By April 1978, McKeown announced that the three co-founders would be stepping down from the Executive Committee and Williams stated that this was in order to let other people who had been working behind the scenes to have a chance to make decisions. In the following months, Williams and Corrigan travelled to New York to address the UN at a convention, was received by the Pope for a private discussion, and toured coast to coast in the US rallying support for peace in the north of Ireland.

By 1979, people began to become ‘disenchanted’ with the Peace People as ‘the movement, which had started as a bringing together of ordinary people, had become too sophisticated and the nerve centre in Belfast had lost touch with the working class.’ The fact that both women kept their prize money, instead of donating it or using it within Peace People, left many people bitterly disappointed. In February 1980 Williams resigned over the dismissal of Projects Manager Peter McLachlan, and Corrigan became chairman. Controversy surrounded the Peace People for days as it was not disclosed why McLachlan was sacked and while they assured the public that Williams had not resigned over the dismissal of McLachlan, she later revealed that it was for this reason exactly.

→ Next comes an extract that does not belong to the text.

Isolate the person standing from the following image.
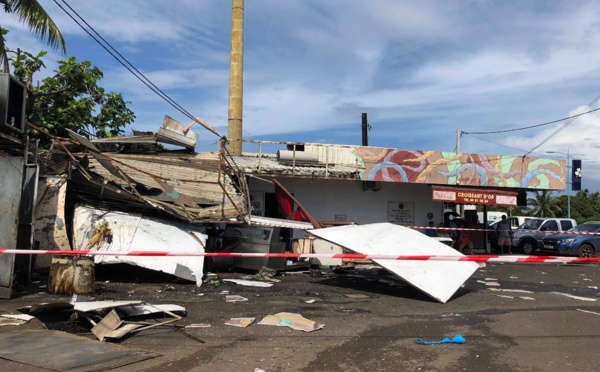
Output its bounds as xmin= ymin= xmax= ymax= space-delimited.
xmin=458 ymin=223 xmax=473 ymax=254
xmin=496 ymin=214 xmax=512 ymax=254
xmin=425 ymin=221 xmax=435 ymax=238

Shortly after her resignation, Williams moved to Florida where she remarried in 1982. She continued to tour America extensively. Corrigan’s sister committed suicide in 1980 and in September 1981 she married her late sister’s widower, Jackie Maguire. They had two children together. She became very involved in a number of campaigns on behalf of political prisoners and in 2006 she co-founded the Nobel Women’s Initiative along with Williams and four others in an attempt ‘to help strengthen work being done in support of women’s rights around the world.’

The Peace People movement faced a lot of scrutiny and controversy. Some charged it with being more anti-Republican than anti-UDA, and others maintain that it doesn’t deserve the credit it got.